WOODRUFF: President Bush's nephew, George P. Bush, is taking a break from his studies to help raise money for the Committee For Justice. The younger Bush, who is the son of Florida Governor Jeb Bush, will headline a fund-raiser for the group in Washington later this month. The Committee For Justice is promoting the president's judicial nominees. George P. Bush is studying for his bar exam, after graduating from the University of Texas Law School last month. House Minority Leader Nancy Pelosi, it turns out, is among the wealthiest members of Congress, with a net worth ranging from $18 million to $106 million. And that's according to financial disclosure forms for House members released today, a big range there. Earlier this year, Pelosi became the first woman to lead a political party in Congress. She joins another newcomer to the leadership, Senate Minority -- Majority Leader Bill Frist, in Capitol Hill's multimillionaire club. Senators released their disclosure forms on Friday.
WOODRUFF: The Hillary Clinton book is already paying its way -- that story coming up next.
WOODRUFF: Just one week after the release of Senator Hillary Clinton's new book, her publisher is all smiles. Simon & Schuster says that it has recouped the $8 million advance that it paid to Senator Clinton, plus printing and marketing costs for "Living History." About 600,000 copies of the book have been sold so far. Simon & Schuster calls the rate of sale fantastic and says it is a record for a nonfiction book.

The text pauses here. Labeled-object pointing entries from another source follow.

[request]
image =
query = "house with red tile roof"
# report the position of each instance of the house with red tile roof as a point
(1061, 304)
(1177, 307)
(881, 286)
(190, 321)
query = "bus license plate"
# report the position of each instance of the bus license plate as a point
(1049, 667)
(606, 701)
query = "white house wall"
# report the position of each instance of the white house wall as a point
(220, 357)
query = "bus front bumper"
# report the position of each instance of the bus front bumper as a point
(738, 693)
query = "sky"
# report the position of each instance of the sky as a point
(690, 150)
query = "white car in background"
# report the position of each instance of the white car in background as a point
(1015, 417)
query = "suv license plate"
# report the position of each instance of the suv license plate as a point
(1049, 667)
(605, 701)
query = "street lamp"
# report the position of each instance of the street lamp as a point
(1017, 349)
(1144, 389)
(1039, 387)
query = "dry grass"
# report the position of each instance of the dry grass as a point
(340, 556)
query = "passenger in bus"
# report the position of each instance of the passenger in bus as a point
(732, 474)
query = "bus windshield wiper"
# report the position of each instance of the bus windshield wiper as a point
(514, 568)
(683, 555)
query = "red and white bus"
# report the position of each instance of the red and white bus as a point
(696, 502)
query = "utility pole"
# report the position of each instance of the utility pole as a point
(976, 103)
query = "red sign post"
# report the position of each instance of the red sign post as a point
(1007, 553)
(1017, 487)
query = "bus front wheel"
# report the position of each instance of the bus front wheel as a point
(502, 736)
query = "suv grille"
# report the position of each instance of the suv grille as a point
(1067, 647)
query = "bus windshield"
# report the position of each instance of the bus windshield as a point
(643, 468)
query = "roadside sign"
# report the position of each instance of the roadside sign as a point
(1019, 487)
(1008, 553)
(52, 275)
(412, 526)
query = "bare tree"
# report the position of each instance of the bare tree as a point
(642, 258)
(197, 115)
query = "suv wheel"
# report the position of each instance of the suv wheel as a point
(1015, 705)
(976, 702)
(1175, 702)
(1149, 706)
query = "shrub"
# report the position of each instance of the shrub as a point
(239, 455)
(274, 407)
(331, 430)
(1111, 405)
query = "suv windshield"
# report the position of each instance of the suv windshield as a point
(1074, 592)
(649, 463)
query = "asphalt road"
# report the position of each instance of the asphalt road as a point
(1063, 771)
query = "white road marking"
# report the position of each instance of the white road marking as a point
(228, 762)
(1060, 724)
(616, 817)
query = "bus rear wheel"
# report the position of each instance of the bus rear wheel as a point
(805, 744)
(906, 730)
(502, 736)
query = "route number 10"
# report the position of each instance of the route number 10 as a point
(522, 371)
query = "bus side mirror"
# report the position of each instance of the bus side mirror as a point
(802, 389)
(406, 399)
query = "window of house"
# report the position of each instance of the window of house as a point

Well, meanwhile, Senator Clinton's husband, the former president, also is involved in a new money-making venture, but it's to benefit his presidential library. "The New York Post" reports that Clinton has asked some of his friends with star power to contribute their favorite recipes, among them, U2's Bono. The Clintons themselves, along with former administration officials, will also contribute. We'll see.
That's it for INSIDE POLITICS. Thanks for joining us. I'm Judy Woodruff.